I have just returned from the 2007 DAMA Conference in Boston. It was an intense conference with over 750 attendees. Topics ranged from Metadata Management to data modeling challenges to developing your enterprise data strategy.
I sat in several worthwhile sessions and came away with one excellent suggestion that BAs can begin to incorporate right away. It comes from one of the many sessions on Data Quality. With organizations amassing more and more data of various types, the quality of the data stored in databases is often questionable. Many of our applications contain redundant data. We have thousands of null or missing data values and much of our data is old and obsolete. Inaccurate data really causes problems when a business stakeholder asks for a new report or query from our databases. When we are assigned to a new project that involves the use of existing data, one of our first questions should be how accurate is the data? Business stakeholders may not be aware of the number of errors that exist in production databases. In our company we are always amazed at how many bad email addresses that we have when we try to send out a notification. Many of our contacts do not notify us when they get a new email address so when we send out messages, we gets lots of errors.
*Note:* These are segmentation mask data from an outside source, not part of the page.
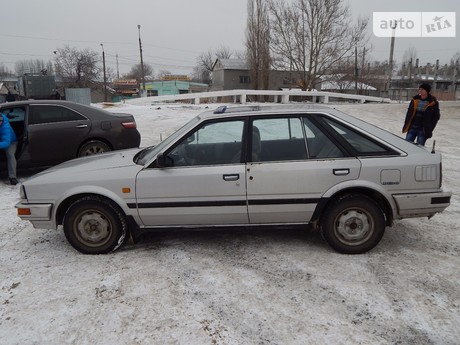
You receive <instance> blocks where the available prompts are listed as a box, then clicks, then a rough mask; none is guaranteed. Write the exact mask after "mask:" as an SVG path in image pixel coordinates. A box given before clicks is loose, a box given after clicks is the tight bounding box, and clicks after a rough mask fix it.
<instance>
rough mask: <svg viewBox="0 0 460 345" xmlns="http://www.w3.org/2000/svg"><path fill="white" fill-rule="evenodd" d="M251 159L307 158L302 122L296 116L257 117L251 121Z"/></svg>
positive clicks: (298, 118) (258, 159)
mask: <svg viewBox="0 0 460 345" xmlns="http://www.w3.org/2000/svg"><path fill="white" fill-rule="evenodd" d="M252 126H253V131H252V161H255V162H268V161H287V160H303V159H306V158H307V149H306V145H305V136H304V134H303V129H302V123H301V120H300V118H297V117H284V118H268V119H257V120H254V121H253V123H252Z"/></svg>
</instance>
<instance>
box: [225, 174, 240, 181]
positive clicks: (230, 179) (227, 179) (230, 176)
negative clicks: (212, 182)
mask: <svg viewBox="0 0 460 345" xmlns="http://www.w3.org/2000/svg"><path fill="white" fill-rule="evenodd" d="M223 179H224V181H238V180H239V179H240V174H225V175H224V176H223Z"/></svg>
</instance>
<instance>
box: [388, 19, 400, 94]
mask: <svg viewBox="0 0 460 345" xmlns="http://www.w3.org/2000/svg"><path fill="white" fill-rule="evenodd" d="M397 26H398V22H396V21H395V23H394V27H393V25H392V26H391V28H392V29H393V34H392V35H391V43H390V61H388V63H389V64H390V71H389V72H388V89H390V87H391V77H392V76H393V52H394V49H395V31H396V27H397Z"/></svg>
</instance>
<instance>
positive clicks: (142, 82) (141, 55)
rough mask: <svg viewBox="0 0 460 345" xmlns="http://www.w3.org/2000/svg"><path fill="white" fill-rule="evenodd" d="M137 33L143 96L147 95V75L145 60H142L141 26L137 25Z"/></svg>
mask: <svg viewBox="0 0 460 345" xmlns="http://www.w3.org/2000/svg"><path fill="white" fill-rule="evenodd" d="M137 31H138V32H139V52H140V55H141V73H142V76H141V77H142V89H143V92H142V93H143V94H144V93H145V94H146V93H147V90H146V89H145V74H144V60H143V59H142V43H141V26H140V25H139V24H138V25H137Z"/></svg>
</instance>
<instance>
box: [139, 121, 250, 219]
mask: <svg viewBox="0 0 460 345" xmlns="http://www.w3.org/2000/svg"><path fill="white" fill-rule="evenodd" d="M244 128H245V120H241V119H238V120H228V121H210V122H207V123H205V124H201V125H199V126H198V128H196V129H195V130H193V131H191V132H190V133H189V134H187V135H186V136H185V137H183V138H182V139H180V140H178V142H177V143H175V144H173V145H171V147H170V148H169V149H167V150H166V152H165V153H164V160H165V162H166V163H167V164H165V165H166V166H164V167H161V168H159V167H155V166H153V167H149V168H146V169H144V170H142V171H141V172H140V173H139V174H138V176H137V182H136V197H137V207H138V212H139V216H140V218H141V220H142V222H143V223H144V225H145V226H146V227H151V226H162V225H163V226H171V225H177V226H180V225H215V224H247V223H248V213H247V206H246V169H245V164H244V163H241V159H240V157H241V154H242V151H243V146H244V145H243V132H244Z"/></svg>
If we go forward with projects, utilizing existing data and the data is not accurate, then the time spent on the project has been wasted. As an excellent Business Analyst, we can add value at the beginning of projects by asking and researching the quality of existing data. If we find that the data quality is poor, we should recommend a clean up project first, before designing new reports and queries. These “data cleansing” projects can be expensive but improving the quality of our data, which is a corporate asset, increases our ability to make good business decisions that rely on the data.